Small Is Beautiful – and It Works!

Author: 
Roger Harrison, Arab News
Publication Date: 
Sat, 2005-11-12 03:00

Large scale desalination is Saudi Arabia’s trademark in the world of water. Thirty massive plants producing millions of cubic meters a day in total are the focus of business attention.

However, their output does not reach all corners of the Kingdom and local boreholes and wells, often brackish, supplement supplies tinkered in.

Instead of running expensive pipelines to remote communities, there is a viable alternative. The Republic of South Africa shares in its remoter areas, similar problems of small communities needing supplies of potable water with only brackish groundwater available. Rather than turn to capital-intensive desalination plants, ingenuity and the application of simple but reliable technology produces highly effective results.

For decades the only sources of water for the small rural community of Kerkplaas, in the arid Klein Karoo, in South Africa, was one borehole delivering undrinkable brackish water. A municipal water tanker arrived at the far-flung settlement only sporadically. Often the 40 permanent residents and primary school with 25 pupils, some who traveled kilometers to attend, had to go without water.

A high-tech research project funded by South Africa’s Water Research Commission, the country’s primary funding agent for water research projects, has now ensured a permanent supply of drinking water.

Working in partnership with the Department of Chemistry at the University of Stellenbosch and the Chemical Engineering Department of the Cape Town Technikon, private company McCracken Solar Stills developed a technology for the Kerkplaas community using locally-available, cost-effective material. The technology harnesses the energy of the sun, the same much underutilized and free source of energy that blesses the Kingdom, to treat water from the local borehole.
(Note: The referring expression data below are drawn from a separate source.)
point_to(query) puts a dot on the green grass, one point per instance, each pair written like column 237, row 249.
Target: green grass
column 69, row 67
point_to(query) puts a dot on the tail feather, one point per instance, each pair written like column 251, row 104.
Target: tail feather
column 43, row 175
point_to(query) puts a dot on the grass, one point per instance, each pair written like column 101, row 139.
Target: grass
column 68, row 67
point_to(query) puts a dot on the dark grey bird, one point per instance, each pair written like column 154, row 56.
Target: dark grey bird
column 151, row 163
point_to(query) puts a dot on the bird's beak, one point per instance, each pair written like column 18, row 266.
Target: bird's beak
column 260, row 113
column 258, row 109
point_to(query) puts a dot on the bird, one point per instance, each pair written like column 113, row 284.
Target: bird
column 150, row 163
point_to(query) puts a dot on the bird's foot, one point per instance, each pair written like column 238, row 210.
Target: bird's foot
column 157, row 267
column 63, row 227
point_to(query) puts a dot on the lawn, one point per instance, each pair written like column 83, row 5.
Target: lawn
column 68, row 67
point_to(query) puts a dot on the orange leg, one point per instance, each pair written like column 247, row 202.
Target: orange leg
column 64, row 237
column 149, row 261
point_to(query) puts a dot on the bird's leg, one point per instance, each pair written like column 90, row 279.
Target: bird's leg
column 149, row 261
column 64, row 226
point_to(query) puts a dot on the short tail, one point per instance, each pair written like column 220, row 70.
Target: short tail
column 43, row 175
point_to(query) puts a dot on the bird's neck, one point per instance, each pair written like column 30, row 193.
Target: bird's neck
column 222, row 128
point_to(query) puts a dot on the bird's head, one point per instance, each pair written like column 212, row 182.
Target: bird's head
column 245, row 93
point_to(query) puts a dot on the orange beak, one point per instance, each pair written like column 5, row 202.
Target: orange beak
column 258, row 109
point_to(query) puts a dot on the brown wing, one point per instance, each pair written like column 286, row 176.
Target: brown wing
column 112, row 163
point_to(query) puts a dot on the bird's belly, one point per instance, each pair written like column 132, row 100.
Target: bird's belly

Project Manager Ian Goldie, said that a total of 15 solar stills were constructed at Kerkplaas. Each solar still consists of a flat pan (or basin) covered by a transparent cover. The saline water from the borehole is fed into the basin, where partial evaporation takes place through solar heating. Direct and scattered radiation from the sun heats water in the closed container where it evaporates. Impurities, including dissolved minerals, are not evaporated and are left behind as solid deposits.

Condensation takes place against the cover, and the distilled droplets run off into a collection container. This still does not require an energy source other than sunshine.

As the distilled water contains hardly any dissolved solids (typically less than 10 parts per million), it is blended with source water to achieve the required water quality and is thus more economical. This water is then stored and used by the community.

In Kerkplaas, where solar radiation levels are extremely high in summer (September to March), the 15 stills together produce up to 350 liters of water a day, with total dissolved solids (TDS) not exceeding 1000 mg/l (compared with the borehole TDS count of 2000 mg/l).

The community has actively participated in the project from the start, even identifying the project site. Maintenance and operator input is little, with routine plant monitoring and water sampling undertaken by trained members of the community.

The Kannaland Municipality has recently taken ownership of the plant on behalf of the Kerkplaas community, and another solar still plant has been erected at the nearby Algerynskraal community. This plant can deliver up to 400l of potable water a day.

Keen interest has been shown in the technology by organizations such as the Development Bank of Southern Africa.

As a cost efficient method of providing drinking water, these simple solar stills are unbeatable. However, perhaps more important in the long term is the educational element in community operation of the solar stills.

As community members are involved in the production of their own life-giving water, understanding of the science of production and husbandry of water develops in tandem. When eventually piped water reaches the community, conservation and an understanding of water use will be embedded in the local culture.

While the main focus, especially during the drive to privatize and turn water production and distribution into a profit center for investors, perhaps a parallel plan might be to introduce simple effective and above all, inexpensive technology into remote areas that could really make use of it; and now.